Die Bilder, die Maxar Technologies am Donnerstag der Washington Post zur Verfügung gestellt hat, zeigen mehrere Grabreihen in vier verschiedenen Abschnitten, von denen jeder etwa 280 Fuß misst. Die Überprüfung der Bilder durch das Unternehmen zeigt, dass die neuen Gräber zwischen dem 23. und 26. März erschienen sind und dass es jetzt mehr als 200 Grabbeigaben neben einem bestehenden Friedhof gibt.

Der Stadtrat von Mariupol sagte in einer Erklärung auf Telegram, dass Beamte glaubten, dass bis zu 9.000 Zivilisten in dem Massengrab begraben werden könnten, in dem die russischen Streitkräfte sagten, die russischen Streitkräfte hätten „im April jeden Tag neue Gräben ausgehoben und sie mit Leichen gefüllt“. Der Rat fügte hinzu, dass ihm Informationen vorliegen, die darauf hindeuten, dass die Leichen „in mehreren Schichten begraben“ seien. Es gab keine unmittelbare unabhängige Überprüfung dieser Behauptungen.
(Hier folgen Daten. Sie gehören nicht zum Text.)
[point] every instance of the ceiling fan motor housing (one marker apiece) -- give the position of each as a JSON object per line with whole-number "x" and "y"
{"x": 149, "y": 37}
Mariupol, eine strategische Hafenstadt, ist ein wichtiger Knotenpunkt für russische Streitkräfte, die hoffen, einen Landweg zur von Russland annektierten Krim zu sichern. Ukrainische Beamte sagen, dass seit Beginn der Invasion mindestens 20.000 Menschen in Mariupol getötet wurden – und dass das neue Massengrab viel größer erscheint als das, das in Bush entdeckt wurde, dem Vorort von Kiew, wo Zivilisten verstreut auf den Straßen gefunden wurden, nachdem sich die russischen Streitkräfte zurückgezogen hatten .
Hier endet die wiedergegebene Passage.